El pasado dos de octubre se celebró la primera vuelta electoral y, más allá de los números, hubo dos conclusiones evidentes. En este sentido, y si bien triunfó el candidato de la izquierda con poco más del 48 por ciento, la imposibilidad de superar la barrera del 50 por ciento y el porcentaje final más alto que el esperado en el caso del candidato oficialista, que accedió a un sorpresivo 43,2 por ciento, revelaron, por una parte, la fortaleza muchas veces oculta de la derecha y no manifestada como tal en las encuestas previas. De igual modo, evidenció las resistencias que todavía pesaban en contra de la nueva candidatura presidencial de Lula.
En la segunda vuelta electoral del 30 de octubre, Lula triunfó y con él ganaron las expectativas de cambio referenciadas en el PT y un movimiento progresista que va desde el centro hacia la izquierda. Sin embargo, su victoria estuvo lejos de ser arrolladora, lo que revela las condiciones de un país profundamente dividido.
En efecto, ya como nuevo mandatario, Lula tendrá que sobrevivir tanto a una derecha abroquelada en el Parlamento, que promete llevar adelante una dura agenda opositora, como a un conjunto de gobernadores que también planteará su propio juego político tratando de debilitar en todo momento al nuevo mandatario y al Partido de los Trabajadores.
No son pocos los analistas que coinciden en que si bien es cierto que Lula ganó la batalla política, fue el propio Bolsonaro quien realmente triunfó en la batalla de las creencias y los imaginarios, logrando recrear en la actual sociedad brasileña un pensamiento reaccionario y violento a partir de experiencias autoritarias del pasado como el Estado Novo, comandado por Getulio Vargas, entre 1937 y 1945, y la extensa dictadura militar que se extendió entre las décadas del 60 y del 80 del siglo XX.
Ciertamente, las prioridades para el nuevo gobierno serán sociales y económicas, tal como ocurrió hace 20 años cuando Lula asumió su primera presidencia. Pero el próximo gobierno tendrá un frente opositor, político e ideológico, consolidado y voraz con el que no contó en aquella oportunidad.

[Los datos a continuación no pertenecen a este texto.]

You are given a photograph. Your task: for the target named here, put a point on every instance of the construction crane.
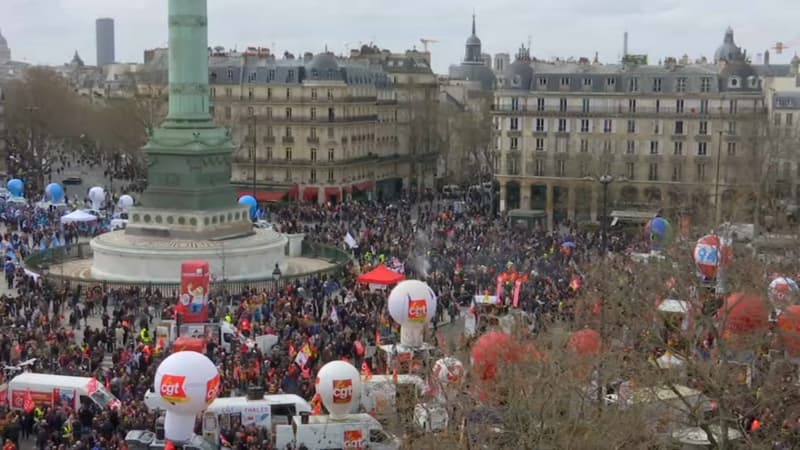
(426, 41)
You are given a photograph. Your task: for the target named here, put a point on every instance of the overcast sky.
(49, 31)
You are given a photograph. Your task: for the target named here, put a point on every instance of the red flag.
(366, 372)
(27, 402)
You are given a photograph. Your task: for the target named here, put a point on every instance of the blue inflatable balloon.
(54, 193)
(252, 203)
(16, 187)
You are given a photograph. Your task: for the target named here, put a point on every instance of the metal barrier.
(41, 262)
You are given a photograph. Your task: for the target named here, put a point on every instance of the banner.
(193, 301)
(517, 288)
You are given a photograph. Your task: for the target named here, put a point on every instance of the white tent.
(78, 216)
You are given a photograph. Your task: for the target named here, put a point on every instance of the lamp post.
(605, 180)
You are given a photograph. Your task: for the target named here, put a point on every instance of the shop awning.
(266, 196)
(310, 194)
(365, 185)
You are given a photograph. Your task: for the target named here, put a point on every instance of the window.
(539, 168)
(677, 172)
(633, 84)
(561, 168)
(701, 171)
(656, 84)
(652, 173)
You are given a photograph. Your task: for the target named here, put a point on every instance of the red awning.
(310, 194)
(381, 275)
(364, 185)
(266, 196)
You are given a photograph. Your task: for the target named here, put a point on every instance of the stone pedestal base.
(125, 257)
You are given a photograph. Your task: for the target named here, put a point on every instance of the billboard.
(193, 301)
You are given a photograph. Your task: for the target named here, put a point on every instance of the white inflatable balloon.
(412, 302)
(187, 383)
(97, 196)
(449, 370)
(339, 387)
(125, 201)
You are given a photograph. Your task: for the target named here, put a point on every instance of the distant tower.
(5, 52)
(104, 30)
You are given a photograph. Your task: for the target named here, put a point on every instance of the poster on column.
(193, 301)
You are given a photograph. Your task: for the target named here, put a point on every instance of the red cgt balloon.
(744, 313)
(585, 342)
(789, 329)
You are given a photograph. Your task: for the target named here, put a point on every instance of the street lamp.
(605, 180)
(276, 273)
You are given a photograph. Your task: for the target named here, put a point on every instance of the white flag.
(350, 241)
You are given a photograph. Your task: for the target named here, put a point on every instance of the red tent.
(381, 275)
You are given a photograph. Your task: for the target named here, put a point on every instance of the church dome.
(728, 51)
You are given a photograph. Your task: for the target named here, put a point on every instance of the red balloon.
(744, 313)
(492, 350)
(585, 342)
(789, 329)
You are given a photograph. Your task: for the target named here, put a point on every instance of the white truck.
(49, 389)
(228, 413)
(355, 431)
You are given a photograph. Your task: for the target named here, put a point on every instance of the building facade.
(104, 35)
(319, 128)
(673, 136)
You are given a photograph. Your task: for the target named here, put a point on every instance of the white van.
(322, 432)
(57, 389)
(227, 412)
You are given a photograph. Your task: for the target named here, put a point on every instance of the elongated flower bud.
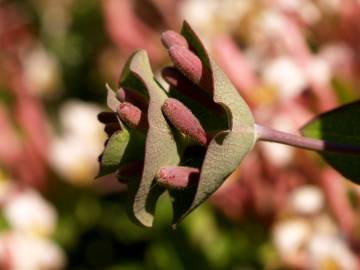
(176, 79)
(191, 66)
(183, 119)
(125, 94)
(107, 117)
(111, 128)
(171, 38)
(177, 177)
(132, 115)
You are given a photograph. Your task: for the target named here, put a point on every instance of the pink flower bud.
(133, 97)
(120, 94)
(175, 79)
(107, 117)
(183, 119)
(132, 115)
(177, 177)
(171, 38)
(191, 66)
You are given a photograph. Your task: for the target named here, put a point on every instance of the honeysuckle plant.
(189, 138)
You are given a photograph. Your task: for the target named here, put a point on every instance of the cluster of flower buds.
(181, 138)
(193, 80)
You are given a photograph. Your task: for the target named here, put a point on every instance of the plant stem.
(272, 135)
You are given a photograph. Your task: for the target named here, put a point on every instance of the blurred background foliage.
(282, 209)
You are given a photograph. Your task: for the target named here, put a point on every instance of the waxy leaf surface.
(341, 126)
(160, 147)
(227, 148)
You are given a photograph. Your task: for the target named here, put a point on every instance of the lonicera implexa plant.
(189, 138)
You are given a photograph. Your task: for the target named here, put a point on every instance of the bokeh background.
(282, 209)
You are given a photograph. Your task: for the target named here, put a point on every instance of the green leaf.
(341, 126)
(160, 148)
(114, 152)
(227, 148)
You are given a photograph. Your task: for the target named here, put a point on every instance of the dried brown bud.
(171, 38)
(132, 115)
(107, 117)
(191, 66)
(177, 177)
(183, 119)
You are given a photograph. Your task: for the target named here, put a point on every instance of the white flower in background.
(307, 10)
(41, 72)
(79, 119)
(330, 252)
(307, 200)
(27, 212)
(74, 154)
(211, 17)
(24, 252)
(269, 23)
(290, 237)
(286, 76)
(318, 71)
(339, 57)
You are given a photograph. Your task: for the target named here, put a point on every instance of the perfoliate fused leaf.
(227, 149)
(160, 147)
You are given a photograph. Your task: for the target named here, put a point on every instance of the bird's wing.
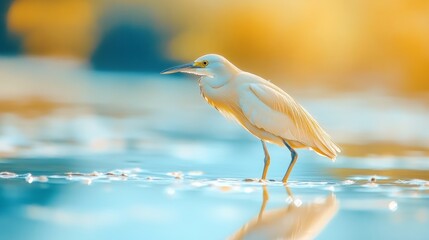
(270, 108)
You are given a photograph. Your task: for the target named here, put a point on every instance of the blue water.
(148, 159)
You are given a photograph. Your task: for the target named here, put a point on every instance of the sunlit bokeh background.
(80, 78)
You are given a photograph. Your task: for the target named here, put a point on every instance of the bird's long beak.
(186, 68)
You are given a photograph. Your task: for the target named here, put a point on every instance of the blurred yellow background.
(338, 44)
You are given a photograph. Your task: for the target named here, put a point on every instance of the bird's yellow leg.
(266, 161)
(294, 157)
(265, 198)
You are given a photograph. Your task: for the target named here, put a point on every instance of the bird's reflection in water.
(297, 220)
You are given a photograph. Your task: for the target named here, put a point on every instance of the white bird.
(260, 107)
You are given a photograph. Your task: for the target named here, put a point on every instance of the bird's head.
(208, 65)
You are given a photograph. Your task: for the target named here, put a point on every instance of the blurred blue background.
(94, 143)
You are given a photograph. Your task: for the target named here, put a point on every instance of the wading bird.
(262, 108)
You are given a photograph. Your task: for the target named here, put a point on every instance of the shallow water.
(150, 160)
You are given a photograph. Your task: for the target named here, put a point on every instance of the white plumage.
(258, 105)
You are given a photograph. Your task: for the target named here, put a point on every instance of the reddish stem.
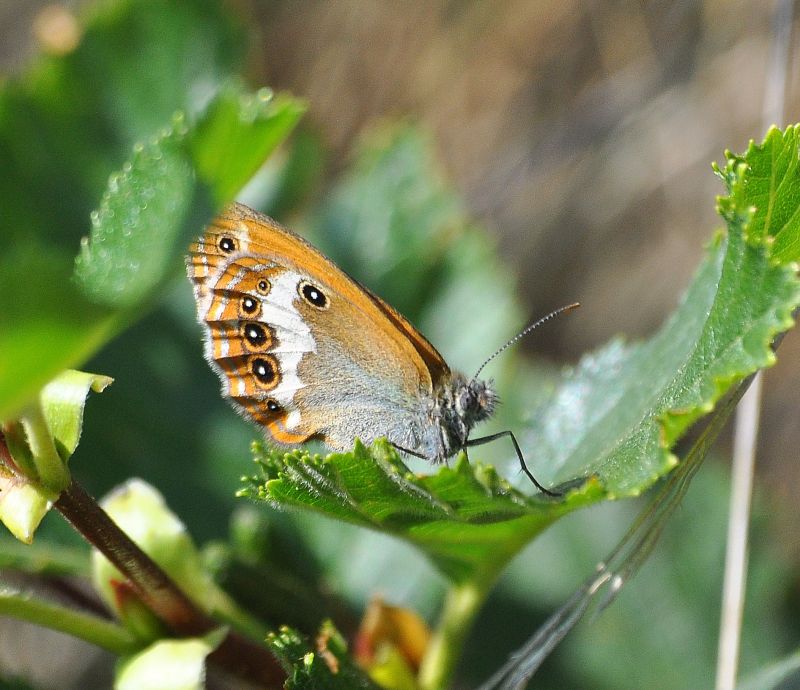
(236, 654)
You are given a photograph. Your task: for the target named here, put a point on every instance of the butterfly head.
(475, 400)
(458, 405)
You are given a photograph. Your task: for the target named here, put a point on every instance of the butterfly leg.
(520, 457)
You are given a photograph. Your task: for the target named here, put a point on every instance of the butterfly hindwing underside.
(300, 347)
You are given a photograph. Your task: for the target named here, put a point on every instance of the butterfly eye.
(313, 295)
(227, 244)
(265, 370)
(249, 305)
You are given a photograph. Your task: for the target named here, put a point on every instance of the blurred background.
(571, 143)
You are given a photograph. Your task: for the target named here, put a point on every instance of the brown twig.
(236, 654)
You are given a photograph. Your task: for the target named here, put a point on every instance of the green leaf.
(469, 522)
(63, 401)
(228, 153)
(767, 179)
(66, 125)
(169, 664)
(148, 210)
(322, 666)
(619, 413)
(40, 447)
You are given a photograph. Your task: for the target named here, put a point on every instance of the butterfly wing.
(301, 347)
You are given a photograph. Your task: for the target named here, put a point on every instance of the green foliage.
(324, 666)
(614, 418)
(611, 422)
(151, 208)
(41, 443)
(468, 522)
(181, 661)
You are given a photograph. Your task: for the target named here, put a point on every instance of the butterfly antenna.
(527, 330)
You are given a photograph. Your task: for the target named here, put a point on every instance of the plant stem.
(461, 605)
(102, 633)
(237, 654)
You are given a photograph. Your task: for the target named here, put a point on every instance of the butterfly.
(306, 352)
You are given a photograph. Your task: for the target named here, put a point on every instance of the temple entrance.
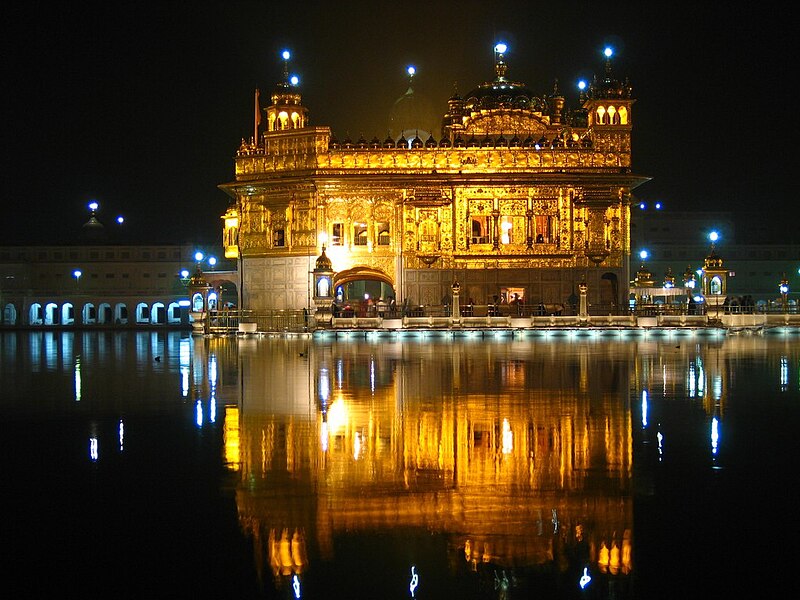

Por supuesto, el actual gobierno de Bolsonaro, ya en retirada, pondrá en duda el resultado de las elecciones: las invalidará y, eventualmente, decretará su ilegitimidad planteando la tesis conspirativa del fraude para, de ese modo, comenzar a esmerilar al próximo mandato de Lula desde un inicio. Fue una receta utilizada con éxito por Donald Trump en los Estados Unidos y si bien no le sirvió para mantenerse en el gobierno, sí le proveyó condiciones ideológicas para consolidar su amplia y diversa masa de votantes y para convertirse en el enemigo público número uno de la actual administración demócrata.
De ahí que para el gobierno del PT también resultará fundamental desactivar aquellos núcleos ideológicos nutridos de una ideología retrógrada (o directamente neofascista) que agitarán el descontento y la desestabilización frente a cualquier iniciativa progresista en las que creerán percibir la acción oculta del comunismo o del mismo demonio.
Sin esperar milagros, el cambio político en Brasil que tendrá lugar a partir de 2023 contribuirá a fortalecer las posiciones progresistas en los países de la región, así como también robustecerá las iniciativas de integración regional (hoy expresadas principalmente en la Celac), e incidirá en las organizaciones políticas y económicas de naturaleza internacional.
Por lo mismo, otorgará nuevos bríos al proyecto multilateral expresado en bloques de naturaleza global como los BRICS y contribuirá a establecer nuevas líneas de diálogo con las potencias hegemónicas.